By default, Zrb Ollama uses Ollama-based LLM. You can install Ollama by visiting the official website: https://ollama.ai/.

The default LLM is ollama/mistral:7b-instruct, while the default embedding LLM is ollama/nomic-embed-text.

You can change this by setting the model parameter on LLMTask or the create_rag function. See LiteLLM provider to use custom LLM.

Setup LLM

Using Ollama

You can intall and use Ollama to run models locally. To use Ollama in zrb-ollama, you need to set two variables:

  • ZRB_OLLAMA_LLM_MODEL (set this to ollama/gemma2, ollama/qwen2 or other ollama models)
  • ZRB_OLLAMA_EMBEDDING_MODEL (set this to ollama/nomic-embed-text or other ollama models)

Using OpenAI

To use OpenAI, you need to set three variables:

  • OPENAI_API_KEY
  • ZRB_OLLAMA_LLM_MODEL (set this to gpt-4o, gpt-4o-mini or other OpenAI models)
  • ZRB_OLLAMA_EMBEDDING_MODEL (set this to text-embedding-ada-001 or other OpenAI models)

Interactive Mode

Zrb Ollama provides a simple CLI command so you can interact with the LLM immediately.
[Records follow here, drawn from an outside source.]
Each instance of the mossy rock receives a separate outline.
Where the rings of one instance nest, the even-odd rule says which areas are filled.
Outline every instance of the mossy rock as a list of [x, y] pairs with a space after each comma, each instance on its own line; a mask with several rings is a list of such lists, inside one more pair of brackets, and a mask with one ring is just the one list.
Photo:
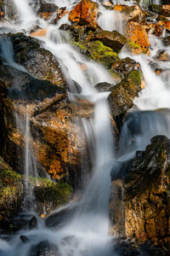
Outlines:
[[74, 42], [73, 45], [78, 47], [86, 56], [99, 62], [107, 68], [110, 68], [113, 62], [119, 60], [117, 53], [105, 46], [100, 41]]
[[132, 70], [128, 73], [128, 79], [132, 79], [134, 84], [139, 86], [141, 84], [141, 73], [139, 70]]
[[21, 177], [0, 157], [0, 226], [3, 230], [12, 231], [14, 215], [20, 212], [22, 201]]
[[55, 183], [47, 178], [30, 177], [30, 183], [34, 185], [37, 212], [39, 215], [48, 214], [57, 207], [66, 203], [72, 192], [67, 183]]

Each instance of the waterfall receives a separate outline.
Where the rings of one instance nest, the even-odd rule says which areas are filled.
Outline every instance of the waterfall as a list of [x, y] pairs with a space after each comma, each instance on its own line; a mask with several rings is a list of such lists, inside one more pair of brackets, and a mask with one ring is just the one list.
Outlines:
[[[48, 1], [63, 7], [68, 5], [71, 9], [74, 1]], [[100, 3], [100, 1], [96, 1]], [[101, 1], [102, 2], [102, 1]], [[115, 3], [115, 1], [112, 1]], [[120, 1], [116, 1], [120, 3]], [[146, 3], [147, 2], [147, 3]], [[110, 92], [98, 92], [94, 85], [107, 82], [114, 84], [108, 71], [94, 61], [88, 61], [70, 44], [70, 37], [66, 32], [61, 32], [57, 24], [49, 25], [33, 12], [29, 0], [13, 0], [19, 14], [19, 23], [8, 24], [10, 28], [18, 32], [31, 30], [32, 26], [38, 24], [41, 27], [48, 27], [46, 37], [41, 38], [43, 48], [48, 49], [58, 60], [65, 81], [68, 84], [68, 97], [72, 104], [78, 105], [78, 100], [90, 102], [94, 106], [94, 115], [89, 119], [80, 118], [78, 124], [82, 124], [87, 137], [87, 144], [91, 148], [93, 174], [80, 199], [65, 208], [72, 207], [74, 214], [52, 230], [44, 224], [32, 230], [21, 230], [10, 240], [10, 244], [0, 240], [0, 256], [29, 256], [32, 246], [42, 241], [49, 241], [57, 246], [60, 256], [112, 256], [116, 255], [113, 247], [113, 237], [110, 236], [109, 201], [110, 195], [110, 173], [118, 172], [119, 164], [134, 157], [137, 150], [144, 150], [150, 138], [156, 135], [169, 137], [170, 102], [169, 90], [162, 78], [158, 78], [149, 62], [152, 55], [133, 56], [124, 49], [122, 57], [129, 56], [140, 63], [144, 74], [145, 88], [134, 99], [137, 110], [129, 112], [122, 128], [116, 153], [115, 138], [110, 117], [110, 106], [107, 101]], [[124, 3], [123, 1], [121, 2]], [[125, 2], [127, 3], [127, 2]], [[133, 2], [130, 1], [130, 4]], [[148, 1], [140, 1], [141, 4], [148, 5]], [[156, 1], [155, 3], [157, 3]], [[98, 18], [99, 26], [104, 30], [117, 30], [123, 32], [120, 15], [114, 10], [105, 9], [100, 5], [100, 16]], [[65, 17], [62, 18], [65, 20]], [[115, 19], [115, 20], [114, 20]], [[112, 22], [111, 22], [112, 21]], [[5, 37], [0, 41], [2, 57], [4, 65], [9, 65], [22, 72], [26, 72], [14, 60], [11, 42]], [[85, 73], [80, 67], [82, 63], [87, 67]], [[80, 87], [77, 90], [75, 84]], [[77, 100], [78, 99], [78, 100]], [[162, 109], [158, 109], [162, 108]], [[29, 177], [39, 177], [37, 162], [31, 140], [31, 120], [26, 108], [24, 121], [15, 113], [18, 127], [25, 137], [24, 169], [26, 196], [32, 196], [30, 192]], [[78, 118], [77, 118], [78, 119]], [[77, 135], [81, 137], [81, 134]], [[93, 146], [92, 146], [93, 145]], [[112, 173], [114, 176], [114, 173]], [[123, 191], [122, 191], [123, 196]], [[64, 208], [65, 209], [65, 208]], [[62, 208], [63, 210], [63, 208]], [[54, 213], [56, 213], [54, 212]], [[56, 217], [57, 218], [57, 217]], [[23, 243], [20, 236], [26, 236], [29, 241]]]

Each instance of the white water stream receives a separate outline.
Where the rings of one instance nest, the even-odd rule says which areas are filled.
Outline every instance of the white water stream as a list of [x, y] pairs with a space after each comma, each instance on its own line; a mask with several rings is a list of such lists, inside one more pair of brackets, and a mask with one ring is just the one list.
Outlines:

To interact with the LLM, you can invoke the following command.

zrb-ollama

To enhance zrb-ollama with tools, you can create a file named zrb_ollama_init.py and register the tools:

import os
from zrb_ollama import interactive_tools
from zrb_ollama.tools import create_rag, get_rag_documents

_CURRENT_DIR = os.path.dirname(__file__)

# Create RAG function
retrieve_john_titor_info = create_rag(
    tool_name='retrieve_john_titor_info',
    tool_description="Look for anything related to John Titor",
    documents=get_rag_documents(os.path.join(_CURRENT_DIR, "rag", "document")),
    vector_db_path=os.path.join(_CURRENT_DIR, "rag", "vector"),
    # reset_db=True,
)

# Register RAG function as zrb-ollama tool
interactive_tools.register(retrieve_john_titor_info)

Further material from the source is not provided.